I love an adventure! Courses in beautiful places, long miles of trail where few even walk, and I especially love it if course support has to be brought in by mule or boat. The course needs to be challenging. I’ve run 50 miles dozens of times and know full well I can do that on even the most hilly of courses.
If I could only use three words to describe the Lake Sonoma 50 course they would be rugged, relentless and humbling. The vertical profile looks more like a polygraph than a race course.
But I knew this, and respected the course. I trained harder than I had for any other 50 miler. For 16 weeks, I monitored my heart rate, my recovery, got plenty of sleep, cut out sugar and alcohol. I added high quality speed work and would spend up to 90 minutes on the treadmill at a 15% grade. I ran through every single sub zero day, and rested for every concerning niggle. But sometimes its just a bad day.
To this day, Lake Sonoma was my worst race ever. My heart rate was too high in the first two miles. I tried to relax and even though that pace should feel like a comfy jog, I was red lining. Even on the downhills. So I abandoned my plan of staying with the lead pack for the first 5 miles. “I just need to run my own race,” I thought. Even at my “jog” I was breathing heavy and my quads were already in a bad place.
One of the many reasons that I love ultra running is the ability for me to go to painful and lonely places, then finding my own way out. For each moment spent in those places, I learn something about myself. I was in a dark place no doubt. By mile 13, getting to halfway seemed a day away. Just getting to 30 felt like I was going to die, then by 40 I just wanted a cougar to jump out of the bushes and eat me. My only logical thought after 7.5 hours of running, was that cougars do not generally attack early afternoon. I meditated just so I wouldn’t lose my soup, or let my legs fall out from under me. Finishing that event felt impossible. I repeatedly reminded myself how strong I was, I had put in the training, I was healthy, even lucky to be here, running on my healthy legs, with a healthy heart. I was fighting a battle chose to fight. Yeah, I paid for this. I was certainly going to get a finisher jacket for this “adventure”.
After hours of fighting negative thoughts, I realized just how powerful positive thinking was. In a nutshell, that day on that course was rechid, but positive thinking DID save me. It doesn’t sound very positive, I know. If I did not know how to use the power of positive thinking, I would have surely thrown in the towel hours ago when I knew it was going to be a long fight. There wasn’t much joy as I crossed the finish line at Lake Sonoma, and that’s okay. I felt utter relief. My finish time was terrible, just awful by personal standards. However, I felt no shame in that. The last 9 hours beat me down physically, but I won. I am more stubborn than any mean and nasty course, and I know it was just a bad run. My view suddenly changed and that dark day in the California sun was feeling brighter. I felt so grateful for my greatest friend at the finish, there to prevent me from a face plant finish photo. So enthusiastic about my finish, you would have thought I won. I felt undeserving of his wife’s gentle stretching of my scratched, aching, filthy, smelly body.
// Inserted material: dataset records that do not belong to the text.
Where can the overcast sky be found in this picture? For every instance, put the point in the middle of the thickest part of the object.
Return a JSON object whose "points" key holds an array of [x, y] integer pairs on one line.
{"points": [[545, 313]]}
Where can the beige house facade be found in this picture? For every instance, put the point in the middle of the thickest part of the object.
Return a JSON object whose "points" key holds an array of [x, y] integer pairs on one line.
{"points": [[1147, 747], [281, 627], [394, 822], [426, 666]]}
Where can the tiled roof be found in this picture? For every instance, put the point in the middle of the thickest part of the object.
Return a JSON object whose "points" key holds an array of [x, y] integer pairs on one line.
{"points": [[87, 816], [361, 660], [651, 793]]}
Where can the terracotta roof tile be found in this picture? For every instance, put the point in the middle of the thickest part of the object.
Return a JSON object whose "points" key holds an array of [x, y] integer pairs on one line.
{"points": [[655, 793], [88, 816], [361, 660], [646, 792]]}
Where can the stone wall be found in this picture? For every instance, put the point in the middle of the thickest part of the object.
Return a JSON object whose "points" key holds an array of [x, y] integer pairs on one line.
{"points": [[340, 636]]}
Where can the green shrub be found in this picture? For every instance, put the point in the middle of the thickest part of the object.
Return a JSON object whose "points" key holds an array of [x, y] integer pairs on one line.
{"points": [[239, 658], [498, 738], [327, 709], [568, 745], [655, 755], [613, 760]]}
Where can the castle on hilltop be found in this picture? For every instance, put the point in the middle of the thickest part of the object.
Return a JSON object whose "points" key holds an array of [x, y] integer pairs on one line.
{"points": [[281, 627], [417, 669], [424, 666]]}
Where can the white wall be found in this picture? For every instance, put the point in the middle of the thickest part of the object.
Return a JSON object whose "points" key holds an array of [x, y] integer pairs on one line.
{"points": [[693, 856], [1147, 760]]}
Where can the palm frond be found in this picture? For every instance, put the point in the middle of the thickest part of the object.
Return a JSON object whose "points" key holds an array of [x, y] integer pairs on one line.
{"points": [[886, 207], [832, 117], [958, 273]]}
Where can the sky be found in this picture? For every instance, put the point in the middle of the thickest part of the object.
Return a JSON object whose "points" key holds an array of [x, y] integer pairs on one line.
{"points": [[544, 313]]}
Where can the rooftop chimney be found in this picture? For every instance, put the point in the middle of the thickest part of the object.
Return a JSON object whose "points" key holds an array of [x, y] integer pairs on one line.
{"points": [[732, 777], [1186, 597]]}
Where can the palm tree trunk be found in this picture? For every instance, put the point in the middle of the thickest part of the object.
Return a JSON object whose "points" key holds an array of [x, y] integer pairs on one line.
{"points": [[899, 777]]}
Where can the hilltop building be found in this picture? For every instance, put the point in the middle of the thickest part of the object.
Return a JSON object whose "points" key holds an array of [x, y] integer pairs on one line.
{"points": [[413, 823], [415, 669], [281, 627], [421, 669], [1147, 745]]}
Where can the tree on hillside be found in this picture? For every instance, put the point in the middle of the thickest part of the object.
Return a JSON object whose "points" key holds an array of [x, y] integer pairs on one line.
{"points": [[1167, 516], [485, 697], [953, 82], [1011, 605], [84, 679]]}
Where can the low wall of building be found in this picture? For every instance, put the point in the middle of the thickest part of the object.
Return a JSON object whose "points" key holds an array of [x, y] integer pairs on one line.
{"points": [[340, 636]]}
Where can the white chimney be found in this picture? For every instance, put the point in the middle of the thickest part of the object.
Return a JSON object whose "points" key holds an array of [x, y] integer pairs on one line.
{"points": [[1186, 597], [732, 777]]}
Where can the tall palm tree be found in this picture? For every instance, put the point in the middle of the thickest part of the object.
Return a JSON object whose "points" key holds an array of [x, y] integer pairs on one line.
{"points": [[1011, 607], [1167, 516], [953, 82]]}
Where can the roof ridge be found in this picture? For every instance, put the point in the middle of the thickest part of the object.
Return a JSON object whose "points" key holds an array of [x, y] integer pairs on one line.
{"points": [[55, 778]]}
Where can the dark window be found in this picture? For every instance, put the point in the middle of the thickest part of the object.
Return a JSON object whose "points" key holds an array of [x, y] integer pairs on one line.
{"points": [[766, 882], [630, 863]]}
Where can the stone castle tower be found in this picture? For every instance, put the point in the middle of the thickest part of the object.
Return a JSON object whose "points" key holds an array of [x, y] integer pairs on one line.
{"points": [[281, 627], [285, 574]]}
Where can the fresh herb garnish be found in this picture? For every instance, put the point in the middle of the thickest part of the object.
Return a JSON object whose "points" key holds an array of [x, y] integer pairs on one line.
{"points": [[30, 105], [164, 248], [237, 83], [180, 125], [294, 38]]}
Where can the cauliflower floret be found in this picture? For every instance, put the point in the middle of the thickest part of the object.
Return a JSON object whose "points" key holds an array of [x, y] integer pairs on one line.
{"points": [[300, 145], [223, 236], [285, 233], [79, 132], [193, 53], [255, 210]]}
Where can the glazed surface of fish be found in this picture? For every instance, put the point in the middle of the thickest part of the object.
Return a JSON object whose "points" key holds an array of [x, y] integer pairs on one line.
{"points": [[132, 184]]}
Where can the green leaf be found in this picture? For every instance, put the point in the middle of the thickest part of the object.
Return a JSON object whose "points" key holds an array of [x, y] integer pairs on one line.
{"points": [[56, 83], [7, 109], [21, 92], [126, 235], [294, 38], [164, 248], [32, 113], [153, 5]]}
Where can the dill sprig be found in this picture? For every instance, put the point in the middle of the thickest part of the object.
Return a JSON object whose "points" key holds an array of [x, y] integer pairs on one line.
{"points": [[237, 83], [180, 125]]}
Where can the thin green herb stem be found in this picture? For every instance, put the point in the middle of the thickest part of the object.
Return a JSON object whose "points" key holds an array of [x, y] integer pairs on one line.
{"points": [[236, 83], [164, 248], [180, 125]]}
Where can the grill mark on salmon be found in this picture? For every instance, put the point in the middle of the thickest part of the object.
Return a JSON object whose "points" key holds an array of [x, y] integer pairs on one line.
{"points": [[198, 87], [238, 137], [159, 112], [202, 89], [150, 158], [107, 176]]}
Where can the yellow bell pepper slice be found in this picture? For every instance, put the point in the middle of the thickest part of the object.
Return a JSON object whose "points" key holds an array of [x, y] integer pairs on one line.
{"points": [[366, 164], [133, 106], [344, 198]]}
If you’re curious, I am not giving up just yet. It took 4 days, but I walk normally. I have another 50 mile race next week, and I have some big fish to fry. But instead of course plotting, dieting and continuing that pre race Type AAA behavior, I am enjoying chocolate, tortilla chips AND beer. By my new standards, this is going to be a walk in the park. Hopefully a faster walk and a LOT more enjoyable!